男性。十九歳~二十歳。少尉~少佐。飛行隊。

眉目秀麗。幼顔で中性的。身長160センチ。華奢で小柄。

右の瞳がトパーズ色、左の瞳がクリムゾン色のオッドアイ(ヘテロクロミア)。

肩まで伸びたやや癖のあるクリーム色の猫っ毛。

最高位の士官学校を首席卒業した優秀な人物。父親は特区の最高責任者。

母親はカツミを産んですぐに死亡。一人っ子。

育児や教育は使用人によって行われ、父親からネグレクトと虐待を受けて育つ。

拒食症で不眠症。体力は特殊能力で保持している。

超A級特殊能力者だが、子供の頃に父親の本音を知るのが怖くなり、能力のほぼ全てをみずから封印した。ただし戦地では解放している。
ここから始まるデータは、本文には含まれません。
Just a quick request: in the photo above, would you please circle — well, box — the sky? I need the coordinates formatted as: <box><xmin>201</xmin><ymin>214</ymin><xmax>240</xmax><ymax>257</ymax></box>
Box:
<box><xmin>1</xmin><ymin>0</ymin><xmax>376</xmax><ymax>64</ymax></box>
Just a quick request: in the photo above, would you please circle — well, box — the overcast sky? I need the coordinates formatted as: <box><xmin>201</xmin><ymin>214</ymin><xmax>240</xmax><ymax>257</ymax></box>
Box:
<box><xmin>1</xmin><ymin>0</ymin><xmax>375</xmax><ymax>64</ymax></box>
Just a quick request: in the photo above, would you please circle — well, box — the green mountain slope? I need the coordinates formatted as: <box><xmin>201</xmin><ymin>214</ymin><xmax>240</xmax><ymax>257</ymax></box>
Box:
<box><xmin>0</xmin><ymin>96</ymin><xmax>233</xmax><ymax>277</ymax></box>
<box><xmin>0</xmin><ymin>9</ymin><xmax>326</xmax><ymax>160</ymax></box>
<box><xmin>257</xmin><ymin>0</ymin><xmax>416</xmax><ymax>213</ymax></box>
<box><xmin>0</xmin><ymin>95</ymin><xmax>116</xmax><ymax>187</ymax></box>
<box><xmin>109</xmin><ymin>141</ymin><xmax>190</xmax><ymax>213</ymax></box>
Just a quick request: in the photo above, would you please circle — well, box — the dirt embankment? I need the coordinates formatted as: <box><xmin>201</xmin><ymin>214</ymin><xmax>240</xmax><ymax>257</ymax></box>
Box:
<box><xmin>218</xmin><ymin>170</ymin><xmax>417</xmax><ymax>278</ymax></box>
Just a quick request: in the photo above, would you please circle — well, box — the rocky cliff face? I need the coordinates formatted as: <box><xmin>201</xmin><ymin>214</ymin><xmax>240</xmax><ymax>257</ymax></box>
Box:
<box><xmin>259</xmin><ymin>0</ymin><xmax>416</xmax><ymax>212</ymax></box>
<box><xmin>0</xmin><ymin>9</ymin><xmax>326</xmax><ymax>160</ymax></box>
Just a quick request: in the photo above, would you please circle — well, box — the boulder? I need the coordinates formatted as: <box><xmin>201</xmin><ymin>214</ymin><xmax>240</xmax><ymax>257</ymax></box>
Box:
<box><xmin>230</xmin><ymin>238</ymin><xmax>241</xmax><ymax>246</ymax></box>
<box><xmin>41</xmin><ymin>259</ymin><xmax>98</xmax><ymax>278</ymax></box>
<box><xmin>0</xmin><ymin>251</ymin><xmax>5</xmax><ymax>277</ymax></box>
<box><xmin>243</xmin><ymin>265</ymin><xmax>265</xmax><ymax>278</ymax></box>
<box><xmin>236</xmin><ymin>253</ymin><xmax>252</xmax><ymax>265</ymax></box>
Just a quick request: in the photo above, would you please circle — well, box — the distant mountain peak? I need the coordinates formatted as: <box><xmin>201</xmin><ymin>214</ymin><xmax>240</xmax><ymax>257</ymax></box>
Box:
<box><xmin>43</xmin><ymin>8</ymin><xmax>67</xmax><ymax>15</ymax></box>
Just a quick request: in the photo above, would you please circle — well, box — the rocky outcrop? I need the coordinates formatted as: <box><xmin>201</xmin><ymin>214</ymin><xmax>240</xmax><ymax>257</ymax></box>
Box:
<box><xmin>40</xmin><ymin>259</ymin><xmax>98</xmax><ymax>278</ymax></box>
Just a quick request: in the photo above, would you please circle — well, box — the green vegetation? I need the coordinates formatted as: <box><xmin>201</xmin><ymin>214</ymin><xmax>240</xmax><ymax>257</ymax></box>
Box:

口癖は「ごめん」。自虐的で自罰的。逆に天然な面があり、小悪魔的。

無意識に他人の本音を引き出す言動をする。

必要のない人間だと言われることを極度に恐れている。寂しがり。


□ジェイ・ド・ミューグレー

カツミの恋人。

男性。二十八歳~二十九歳。少佐。研究者。

貴族の家柄。家は財閥系の情報企業。長男で弟がひとりいる。

身長180センチ。すらりとした長身。黒髪。淡い茶色の瞳。眼鏡をしている。

幼い頃から天才と騒がれ跡取りとして大事に育てられる。

幼年学校は二年スキップしたにも関わらず、あらゆる資格を取得。

士官学校も一年スキップで卒業する(ラヴィ・シルバー以来の快挙)。

家の跡を継ぐまでの間という約束で長年の夢であった特区入隊を果たすが、事故により飛行隊任務が出来なくなる。婚約も破棄。任務も研究職に変える。家の跡取りは弟に変わる。

カツミにとっては父親的存在。

優しさと狡さ、独占欲と包容力を持つ。長いスパンで先を見通すため、他人には理解し難く、アンビバレンツな人物に見える。

□シド・レイモンド

ジェイの元恋人。一年前に別れたが、現在も未練を持っている。

男性。二十八歳。少佐。軍医(外科医)。

実家は開業医。父親は外科医。母親はシドが十歳の時に離婚。一人息子。

肩まで伸びた癖のある栗色の髪。栗色の瞳。女性的な印象。

スキップで入学した医大を首席卒業した切れ者。毒舌家で皮肉屋。挫折を知らない世渡り上手。

カツミの恋敵的存在だが、いい人を演じている。

□フィーア・ブルーム

カツミの同僚。ライバル的存在。

男性。十九歳。少尉。飛行隊。

さらりとしたクリーム色の髪。深く青い瞳。A級特殊能力者。

母親から虐待を受けて育つ。士官学校に入る前からアーロン(ジェイの弟)に見出され、支援を受ける。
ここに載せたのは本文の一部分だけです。